Wednesday, February 08, 2006

Sale of Banned Items Proves Lucrative

(Feb. 7) - It's a little-noticed legacy of post-9/11 airport security procedures: the brisk commerce spawned by the buying, selling and disposal of the 30 million prohibited items surrendered by passengers at checkpoints.

Some of it is hazardous waste, like Chemical Mace, and is disposed of accordingly. A small portion is pure junk and gets discarded. But scissors, cigarette lighters and pocketknives have value. And, this being the USA, a lucrative market has sprung up around the buying and selling of surrendered items.

Nobody has totaled it up, but the business of disposing of or reselling items banned by the U.S. Transportation Security Administration appears to be valued in the millions of dollars a year. After a traveler leaves behind a banned item - a hunting knife, say - it can follow a strange and convoluted journey to a new owner. That journey often involves a pass through state or local government ownership, and a posting on eBay.

State surplus property offices get first crack at the items, but if they're not equipped to handle them or decide to take a pass, giant contractor Science Application International collects and discards them under a five-year, $17 million government contract.

Some states, including Pennsylvania and Kentucky, wouldn't think of taking the items to a landfill, though, because they are reselling them and making tens to hundreds of thousands of dollars each year. Even little Boulder City, Nev., cashes in.
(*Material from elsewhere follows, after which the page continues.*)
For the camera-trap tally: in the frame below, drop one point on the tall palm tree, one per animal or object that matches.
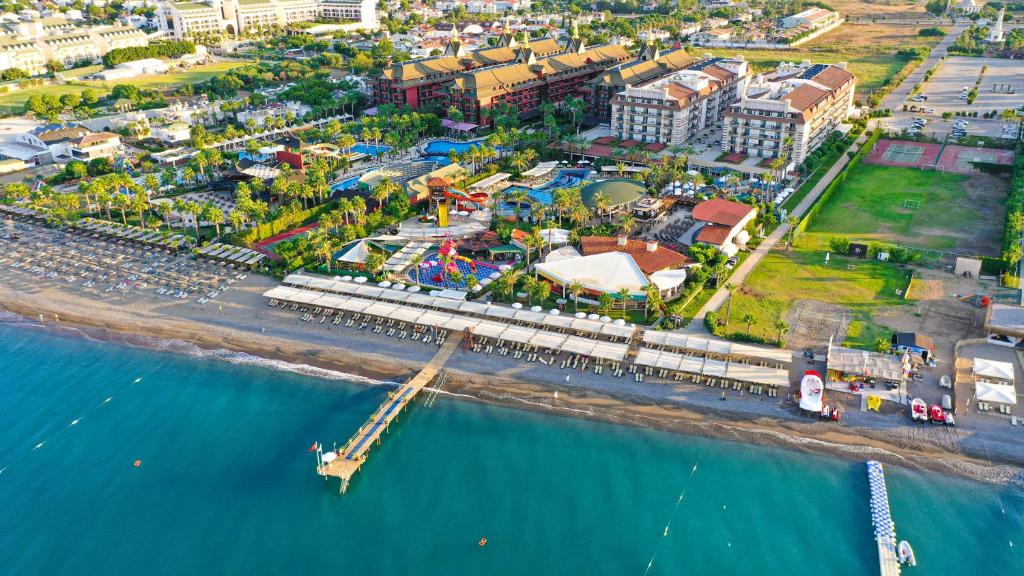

"Everything sells," says Kenneth Hess, director of Pennsylvania's Bureau of Supplies and Surplus Operations. In December the agency sold more than $17,000 worth of items it received from the TSA and ships about 5,000 pounds of such items to eBay buyers each month.

TSA, which makes no money from the items left at checkpoints, disposes of most items the same way other federal agencies dispose of property with commercial value: It gives it to state and local governments, who are free to donate or sell it. That's how people like Hess get involved.

States like Pennsylvania sell boxes, boxes and more boxes of scissors, tools and pocketknives. A 39-pound box containing 500 Swiss Army knives sold on eBay in 2004 for $595 to a California buyer - the highest sale of Pennsylvania's state surplus office since it began selling surrendered airport items two years ago.